When used prefix (++x), the increment operator increments the value first before returning it. When used postfix (x++), the increment operator returns the value first before incrementing it. The same applies to the decrement operator.

Let's borrow some examples from the MDN Web Docs to see this in action.


let a = 2;
let b = ++a;

// a === 3
// b === 3


let x = 3;
let y = x++;

// x === 4
// y === 3

When does it matter?

Most of the time, I find that I don't need the prefix operators. But I recently encountered a situation where it made a crucial difference!

In my US states memory game, I have an array of all 50 states:

const states = [
"new hampshire",
"new jersey",
"new mexico",
"new york",
"north carolina",
"north dakota",
"rhode island",
"south carolina",
"south dakota",
"west virginia",

I needed to count the number of states beginning with a particular letter.

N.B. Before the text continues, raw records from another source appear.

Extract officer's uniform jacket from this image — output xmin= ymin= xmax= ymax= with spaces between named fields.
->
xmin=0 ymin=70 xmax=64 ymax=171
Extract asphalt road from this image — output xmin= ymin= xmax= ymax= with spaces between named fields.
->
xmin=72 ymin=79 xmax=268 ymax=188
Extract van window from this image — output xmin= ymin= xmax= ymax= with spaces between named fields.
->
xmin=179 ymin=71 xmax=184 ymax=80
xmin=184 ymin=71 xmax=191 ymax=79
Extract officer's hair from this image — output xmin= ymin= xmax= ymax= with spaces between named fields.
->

For example, here's how I counted the number of states beginning with 'O':

const numBeginningWithO = states.reduce((count, state) => {
return state.startsWith("o") ? ++count : count;
}, 0);

console.log(numBeginningWithO); // Expected output: 3

The count starts at 0. On each iteration of the states array, the callback function checks if the current state starts with "o". If it does, it returns ++count. Otherwise, it just returns count.

The prefix increment is crucial here, because we need to increment the count before returning it. If we incremented using postfix, then the final output would be 0, because the callback function would return 0 on every iteration!